In our study, 22.3% non-dermatophytes were isolated. Amongst them, the most common isolates were NAC, C.albicans and A. flavus (2.9% each). The other NDMs that were isolated were, A. terreus, A. fumigatus, A. niger, Penicillium spp., Syncephalastrum spp., Paecillomyces spp., Mucor spp., Rhizopus spp. and Epicoccum spp. Also in a study conducted by Lakshmanan et al. [3], the percentage of non-dermatophytic fungus isolated was 24.4%, similar to our study. The commonest non-dermatophytes isolated in their study were Candida spp. (60%) followed by Aspergillus spp. (20%) Alternaria spp. (10%), Curvularia spp. (5%) and Fusarium spp. (5%) While, Grover et al. [17] in North eastern part of India, have isolated 34% of non-dermatophytes in their study, a higher percentage than detected in our study. In their study on onychomycosis, Veer et al. [18] in Aurangabad, Maharashtra have isolated Scopulariopsis spp. (16.66%), Alternaria spp. (16.66%), Fusarium spp. and Curvularia spp. (8.3%) each. Sarma et al. [19] in New Delhi had isolated Curvularia lunata, Penicillium spp., Alternaria alternata and Geotrichum candidum (1 each, 10%). While a study group in Shimla in 2007 had found Aspergillus spp. (6.1%) to be the most common NDM isolates. Other NDMs isolated in their study were Acremonium spp., Fusarium spp., Scopulariopsis spp., Curvularia spp. and P. marneffei [20].

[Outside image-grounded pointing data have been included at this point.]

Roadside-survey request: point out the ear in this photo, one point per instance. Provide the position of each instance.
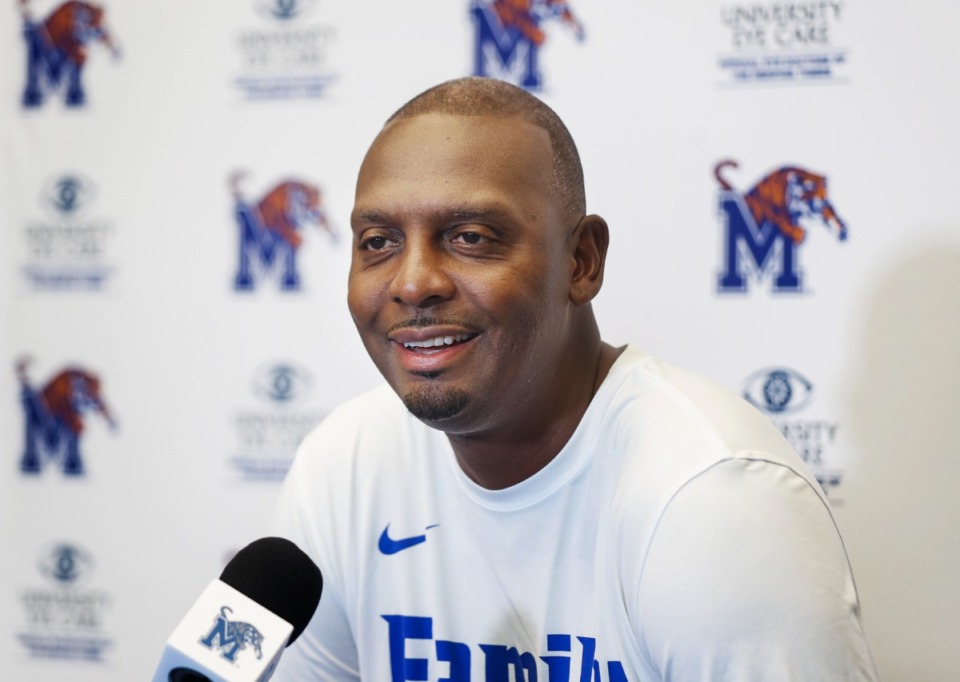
(590, 240)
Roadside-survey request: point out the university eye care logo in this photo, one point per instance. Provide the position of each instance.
(764, 228)
(55, 417)
(510, 34)
(269, 432)
(782, 43)
(786, 396)
(57, 50)
(270, 230)
(68, 245)
(287, 55)
(64, 617)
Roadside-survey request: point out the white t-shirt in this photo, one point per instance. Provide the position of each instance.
(675, 537)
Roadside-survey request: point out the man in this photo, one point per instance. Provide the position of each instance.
(525, 501)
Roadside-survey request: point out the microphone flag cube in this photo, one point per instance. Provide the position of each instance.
(226, 637)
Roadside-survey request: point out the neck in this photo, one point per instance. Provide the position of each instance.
(507, 456)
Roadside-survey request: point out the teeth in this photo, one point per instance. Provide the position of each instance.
(437, 341)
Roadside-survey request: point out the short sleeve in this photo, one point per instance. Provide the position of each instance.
(746, 580)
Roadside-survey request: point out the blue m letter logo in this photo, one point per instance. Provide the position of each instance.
(265, 246)
(503, 52)
(754, 250)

We have isolated NDMs like Syncephalastru spp., Epicoccum spp. and Paecillomyces spp. causing superficial infection of hair and skin in our patients. On review of literature it was seen that Syncephalastrum spp. has been known to cause dermatomycoses and onychomycoses and rarely pulmonary and CNS infections. Paecillomyces spp. is normally considered a contaminant but occasionally causes cutaneous, pulmonary infections and sinusitis. While Epicoccum spp. has usually been seen to be associated with skin allergies.

To the best of our knowledge this is the first Indian study to report these species in the causation of these infections. However, the limitation of our study was that it was conducted on the patients attending outpatient clinic and hence it was difficult to do follow up studies to look for the post therapeutic effect.

Conclusion

We found an increasing predilection of males in superficial fungal infection of hair and skin, with T. corporis (32%) being the commonest presentation. Dermatophytes (24.5%) were the most common pathogens followed closely by the NDMs (16.5%) confirming an increasing trend of infection by the same. The importance of microscopy and culture is highlighted and it is stressed upon to understand and manage the locally prevalent fungi involved in the causation of disease and their control, helping in decreasing the drug resistance and morbid outcomes.